Song for Baby-O, unborn

Sweetheart
when you break thru
you’ll find
a poet here
not quite what one would choose.

I won’t promise
you’ll never go hungry
or that you won’t be sad
on this gutted
breaking
globe

but I can show you
baby
enough to love
to break your heart forever

— Diane DiPrima



from Brass Furnace Going Out: Song, after an abortion

XI

your ivory teeth bare in the half-light
your arms
flailing about. that is, you
age 9 months
sitting up & trying to stand
cutting teeth
your diaper trailing, a formality
elegant as a loincloth, the sweet stench
of babyshit in the house: the oil
rubbed into your hair.
blue off the moon your ghostscape
mistaken as a broken tooth
your flesh rejected
never to grow — your hands
that should have closed around my finger

what moonlight
will play in your hair?
I mean to say
dear fish, I hope you swim

in another river.
I hope that wasnt
rebuttal, but a transfer, an attempt
that failed, but to be followed
quickly by another
suck your thumb somewhere
Dear silly thing, explode
make someone's colors.

the sense (five)
a gift
to hear, see, touch, choke on & love
this life
this rotten globe
to walk in shoes
what apple doesnt get
at least this much?

a caramel candy sticking in your teeth
you, age three
bugged
bearing down a sliding pond
your pulled tooth in my hand
(age six)
your hair with clay in it,
your goddamn grin

XII

sun on the green plants, your prattle
among the vines.
that this possibility is closed to us.
my house is small, my windows look out on grey courtyard
there is no view of the sea.
will you come here again?

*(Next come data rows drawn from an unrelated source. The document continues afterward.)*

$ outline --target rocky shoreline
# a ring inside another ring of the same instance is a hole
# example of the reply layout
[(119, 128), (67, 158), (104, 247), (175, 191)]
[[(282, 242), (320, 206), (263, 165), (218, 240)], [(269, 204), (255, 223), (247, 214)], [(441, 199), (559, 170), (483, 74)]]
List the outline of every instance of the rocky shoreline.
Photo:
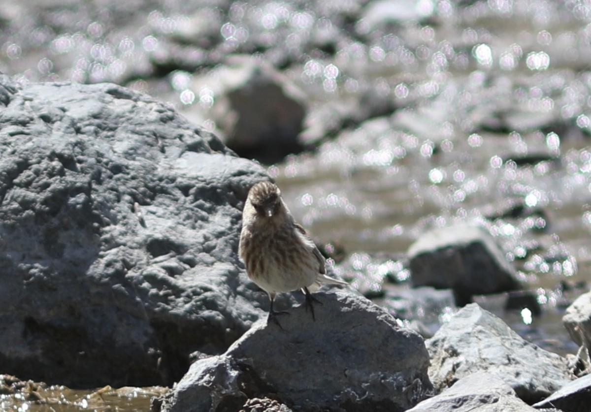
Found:
[[(578, 357), (528, 342), (475, 303), (426, 340), (352, 290), (319, 294), (316, 322), (298, 294), (282, 296), (281, 331), (266, 324), (267, 299), (236, 253), (248, 189), (268, 178), (261, 166), (121, 86), (0, 83), (2, 372), (78, 387), (173, 386), (155, 412), (589, 401), (590, 294), (564, 318)], [(522, 287), (472, 227), (417, 241), (415, 286), (461, 274), (446, 286), (459, 306)], [(2, 393), (37, 391), (18, 382)]]

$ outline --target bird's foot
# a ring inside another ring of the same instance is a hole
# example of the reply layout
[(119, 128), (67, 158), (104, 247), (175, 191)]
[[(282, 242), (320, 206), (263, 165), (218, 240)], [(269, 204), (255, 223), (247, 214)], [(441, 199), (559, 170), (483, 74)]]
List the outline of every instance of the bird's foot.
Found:
[(306, 311), (308, 312), (308, 308), (310, 308), (310, 310), (312, 312), (312, 320), (316, 322), (316, 317), (314, 315), (314, 302), (320, 303), (320, 305), (323, 303), (310, 293), (310, 290), (308, 290), (307, 287), (304, 288), (304, 293), (306, 295)]
[(272, 322), (274, 323), (279, 326), (279, 329), (283, 329), (283, 326), (281, 324), (279, 323), (279, 320), (277, 319), (278, 315), (289, 315), (289, 312), (286, 310), (269, 310), (269, 316), (267, 318), (267, 323), (268, 325), (270, 322)]

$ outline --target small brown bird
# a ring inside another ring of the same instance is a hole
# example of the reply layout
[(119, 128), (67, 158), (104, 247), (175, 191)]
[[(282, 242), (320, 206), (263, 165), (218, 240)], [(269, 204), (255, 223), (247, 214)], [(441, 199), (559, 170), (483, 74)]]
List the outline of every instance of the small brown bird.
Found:
[(271, 182), (261, 182), (248, 192), (242, 212), (242, 231), (238, 247), (246, 273), (269, 294), (271, 308), (268, 321), (281, 328), (275, 316), (285, 313), (273, 310), (278, 292), (301, 289), (316, 320), (310, 293), (323, 284), (346, 286), (348, 283), (326, 276), (324, 259), (304, 228), (281, 199), (281, 191)]

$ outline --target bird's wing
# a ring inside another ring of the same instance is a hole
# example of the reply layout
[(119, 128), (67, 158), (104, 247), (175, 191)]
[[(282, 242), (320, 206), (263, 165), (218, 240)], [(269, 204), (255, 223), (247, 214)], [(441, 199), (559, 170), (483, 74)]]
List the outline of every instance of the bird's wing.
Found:
[(300, 233), (300, 234), (304, 238), (306, 241), (306, 243), (308, 243), (312, 247), (312, 253), (314, 253), (314, 256), (316, 256), (316, 260), (318, 260), (318, 272), (319, 273), (326, 274), (326, 267), (324, 266), (324, 258), (320, 253), (320, 251), (318, 250), (316, 245), (314, 244), (314, 242), (310, 237), (308, 236), (308, 234), (306, 233), (306, 230), (303, 227), (300, 226), (297, 223), (294, 223), (296, 226), (296, 228)]

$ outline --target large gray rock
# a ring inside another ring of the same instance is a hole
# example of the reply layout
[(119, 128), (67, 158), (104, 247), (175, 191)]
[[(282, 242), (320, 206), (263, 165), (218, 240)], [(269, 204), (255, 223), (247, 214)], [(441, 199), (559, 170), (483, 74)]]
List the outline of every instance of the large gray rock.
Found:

I will entertain you
as well as I can—I will make you comfortable
in spite of new york.









will
you
come here
again



my breasts prepare
to feed you: they do what they can


— Diane DiPrima

These are the two most devastating poems in my study of the Beat Generation. Howl is powerful and horrific, Kaddish painful and On The Road irritating, but these are terribly honest and personal ("your goddamn grin" is a stab in the heart.)

Also, I do not appreciate how the poets were stoned out of their minds when they were writing. It makes close reading and analysis trying and absurd projects.